Comelec exec says Central Bank has power to police 'e-vote buying'

Jauhn Etienne Villaruel, ABS-CBN News

Posted at Nov 23 2021 05:13 PM | Updated as of Nov 23 2021 05:40 PM

Comelec Commissioner Rowena Guanzon speaks to the media after formal ceremonies for the proclamation of incoming Partylist Groups by the Commission on elections (Comelec) at the National Board of Canvassers (NBOC) held at the Philippine International Convention Center (PICC) in Pasay City on May 22, 2019. Jonathan Cellona, ABS-CBN News
Comelec Commissioner Rowena Guanzon speaks to the media after formal ceremonies for the proclamation of incoming Partylist Groups by the Commission on elections (Comelec) at the National Board of Canvassers (NBOC) held at the Philippine International Convention Center (PICC) in Pasay City on May 22, 2019. Jonathan Cellona, ABS-CBN News

MANILA — The Commission on Elections (Comelec) said Tuesday it remains vigilant against threat vote-buying via digital methods, but added the Bangko Sentral ng Pilipinas (BSP) holds jurisdiction and capacity to police such illicit transactions. 

In a webinar organized by New Era University, Comelec commissioner Rowena Guanzon said the poll body has tackled the issue of electronic vote buying amid the migration of transactions digitally due to the pandemic. 

"Diniscuss ko yan sa en banc na it's really possible they will use G-Cash, PayMaya, even hulog-hulog sa Palawan [Express]. But as I've said the Central Bank (BSP) ang may power diyan at jurisdiction," Guanzon said. 

The commissioner, who will retire in February 2022 or months before the national elections, said the Comelec is ready to elevate such complaints to the BSP, which she said has the technology to dissect electronic fiscal transactions.

"Pag yan ay naging complaint ay iaakyat yan ng Comelec sa Bangko Sentral kasi sila ang kaka-trace nyan eh.
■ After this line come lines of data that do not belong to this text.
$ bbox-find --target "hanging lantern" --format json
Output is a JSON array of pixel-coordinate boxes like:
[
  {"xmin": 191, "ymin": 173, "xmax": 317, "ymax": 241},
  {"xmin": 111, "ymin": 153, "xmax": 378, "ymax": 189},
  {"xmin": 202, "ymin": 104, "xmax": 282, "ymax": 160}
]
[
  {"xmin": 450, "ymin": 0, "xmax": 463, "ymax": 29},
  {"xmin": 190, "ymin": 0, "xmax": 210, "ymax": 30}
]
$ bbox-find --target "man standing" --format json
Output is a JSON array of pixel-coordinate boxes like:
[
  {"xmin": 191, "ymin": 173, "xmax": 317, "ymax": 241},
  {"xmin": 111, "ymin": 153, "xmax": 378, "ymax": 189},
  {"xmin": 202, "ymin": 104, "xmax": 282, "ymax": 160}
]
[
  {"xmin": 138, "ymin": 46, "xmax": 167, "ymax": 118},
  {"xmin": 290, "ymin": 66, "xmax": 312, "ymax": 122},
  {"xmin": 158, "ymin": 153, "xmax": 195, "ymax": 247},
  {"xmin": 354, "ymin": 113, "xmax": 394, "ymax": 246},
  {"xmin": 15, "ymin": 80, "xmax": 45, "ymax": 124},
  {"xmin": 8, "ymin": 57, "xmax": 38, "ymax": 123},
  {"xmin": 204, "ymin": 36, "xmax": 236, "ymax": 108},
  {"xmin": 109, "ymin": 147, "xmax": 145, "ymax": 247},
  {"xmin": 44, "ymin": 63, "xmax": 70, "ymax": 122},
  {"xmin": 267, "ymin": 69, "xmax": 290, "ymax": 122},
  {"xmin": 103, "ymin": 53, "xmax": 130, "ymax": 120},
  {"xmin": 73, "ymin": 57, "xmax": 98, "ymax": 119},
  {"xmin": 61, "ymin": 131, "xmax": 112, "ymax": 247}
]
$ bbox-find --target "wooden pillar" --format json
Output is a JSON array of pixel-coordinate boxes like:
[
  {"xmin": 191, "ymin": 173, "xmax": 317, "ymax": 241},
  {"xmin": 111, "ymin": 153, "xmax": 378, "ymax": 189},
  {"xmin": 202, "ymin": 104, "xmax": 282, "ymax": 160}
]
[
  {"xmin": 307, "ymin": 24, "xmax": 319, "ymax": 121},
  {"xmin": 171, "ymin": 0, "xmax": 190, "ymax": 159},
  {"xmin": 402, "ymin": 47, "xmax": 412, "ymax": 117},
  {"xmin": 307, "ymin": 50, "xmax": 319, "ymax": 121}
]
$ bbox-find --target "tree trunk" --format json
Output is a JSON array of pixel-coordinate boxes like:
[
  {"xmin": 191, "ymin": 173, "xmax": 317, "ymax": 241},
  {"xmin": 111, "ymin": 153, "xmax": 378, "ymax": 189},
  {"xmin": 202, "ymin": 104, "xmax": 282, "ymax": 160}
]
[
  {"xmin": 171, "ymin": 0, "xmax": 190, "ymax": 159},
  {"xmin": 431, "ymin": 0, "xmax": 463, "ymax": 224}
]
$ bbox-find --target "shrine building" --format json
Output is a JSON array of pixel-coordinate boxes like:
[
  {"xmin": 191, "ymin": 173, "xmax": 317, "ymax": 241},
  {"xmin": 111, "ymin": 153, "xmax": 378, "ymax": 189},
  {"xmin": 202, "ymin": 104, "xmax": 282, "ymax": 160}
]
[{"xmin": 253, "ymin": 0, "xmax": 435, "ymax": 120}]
Itatago nila (perpetrators) yan by several layers of accounts... Spread siya so di mo makikita san nanggaling. But BSP has a very intelligent computer and they have the capacity to do this," she said.
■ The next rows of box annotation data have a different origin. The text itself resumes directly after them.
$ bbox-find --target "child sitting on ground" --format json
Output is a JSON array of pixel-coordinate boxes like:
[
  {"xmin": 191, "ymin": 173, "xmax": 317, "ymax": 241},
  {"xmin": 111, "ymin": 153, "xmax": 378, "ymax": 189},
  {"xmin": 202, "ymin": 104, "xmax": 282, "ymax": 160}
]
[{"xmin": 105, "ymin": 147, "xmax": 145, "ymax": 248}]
Guanzon said electronic vote-buying can be considered an electoral sabotage offense because it makes foreign intervention easier to execute. 

"Hindi yan ordinaryong vote-buying kung electronic means na. Ibig sabihin kahit taga-ibang bansa puwedeng bumili ng boto... If we allow that foreigners influence our election, that will be the end of us all, yan ang katapusan ng Pilipinas. Hindi ako papayag dyan," Guanzon said. 

Under Philippine laws, electoral sabotage is considered a special election offense that carries the penalty of life imprisonment.